Au fil des récits une histoire s’élabore en beaucoup de points différents de la version officielle proposée par le pouvoir. Une histoire du quotidien dans laquelle chacun peut à loisir évoquer le chantier à partir de son angle de vision. Ici histoire officielle et histoires individuelles cohabitent et donne lieu à l’édification du Centre Civique. Ces parcours individuels, qu’il s’agisse de ceux des constructeurs ou ceux des habitants sont autant d’éléments qui donnent un contenu à l’envers du décor. Il y a une image récurrente lorsque l’on se trouve sur l’Avenue de la Victoire du Socialisme : dans l’embrasure des porches de la « nouvelle architecture » se détachent des fragments de l’ancien site. Cette architecture perméable laisse à chacun la possibilité d’entrevoir le verso du décor. L’édification, elle aussi se décline en recto-verso. Il y a juste dans l’embrasure de cette nouvelle société roumaine « multilatéralement développée » des histoires de maisons de familles, des soucis d’approvisionnement, des cheminées que l’on voudrait préserver de la destruction, des parquets que l’on démonte, des mariages qui se célèbrent dans cette maison de famille. Le verso se compose d’une multitude d’anecdotes personnelles et familiales tragiques ou drôles qui se déroulent derrière les portes des maisons, non loin de l’embrasure des nouveaux porches. Les histoires de chacun et celle du Centre Civique sont intimement mêlées, pour les uns il s’agit de concilier annonce du déménagement et souci de relogement, pour les autres de participer au chantier tout en le subissant de manière individuelle. Ainsi, ce professeur d’architecture, spécialiste de l’architecture totalitaire qui se souvient avoir suivi d’une de ces fenêtres et pris en photos l’avancée des destructions. Comme ici, beaucoup ont eu à vivre les deux réalités du chantier.

De ce fait, il y a parallèlement aux récits des destructions, une oralité à propos de la construction qui vient se superposer aux discours officiels.
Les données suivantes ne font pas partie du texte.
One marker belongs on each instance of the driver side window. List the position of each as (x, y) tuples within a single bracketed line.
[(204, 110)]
La modernité contenue dans le principe de systématisation, se raconte ici selon un point de vue bien différent. De cette oralité surgit une construction qui est le fruit d’un système d’informations parallèles à celles que le pouvoir peut délivrer. Loin de la phraséologie officielle, l’oralité nous mène tout droit vers un contenu architectural qui diffère de celui élaboré par les architectes.
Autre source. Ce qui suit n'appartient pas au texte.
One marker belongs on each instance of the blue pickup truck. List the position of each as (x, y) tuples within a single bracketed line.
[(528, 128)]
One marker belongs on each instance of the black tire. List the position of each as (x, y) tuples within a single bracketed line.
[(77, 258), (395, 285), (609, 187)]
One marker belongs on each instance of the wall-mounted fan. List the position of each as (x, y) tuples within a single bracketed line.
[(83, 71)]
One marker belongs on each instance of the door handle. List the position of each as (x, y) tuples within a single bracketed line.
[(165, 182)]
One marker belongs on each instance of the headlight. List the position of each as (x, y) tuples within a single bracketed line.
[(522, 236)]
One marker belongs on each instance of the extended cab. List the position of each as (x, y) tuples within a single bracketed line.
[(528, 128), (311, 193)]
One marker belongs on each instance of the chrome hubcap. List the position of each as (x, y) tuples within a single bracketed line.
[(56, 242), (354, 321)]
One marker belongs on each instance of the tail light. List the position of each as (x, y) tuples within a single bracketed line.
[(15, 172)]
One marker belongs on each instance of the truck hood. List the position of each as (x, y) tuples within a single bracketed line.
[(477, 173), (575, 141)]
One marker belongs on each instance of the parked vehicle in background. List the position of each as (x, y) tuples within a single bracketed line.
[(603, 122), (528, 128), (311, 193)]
L’ethnographie du chantier dans les récits des Bucarestois donne lieu à l’élaboration d’un texte que nous qualifions de « gigantexte », c’est-à-dire que, à la manière de toutes productions orales et notamment celles qui relèvent de l’univers légendaire, il concoure à dévoiler le sens que chacun donne à un événement. Ici, le quotidien du surgissement d’une monumentalité se raconte dans la circulation d’un univers oral de la construction.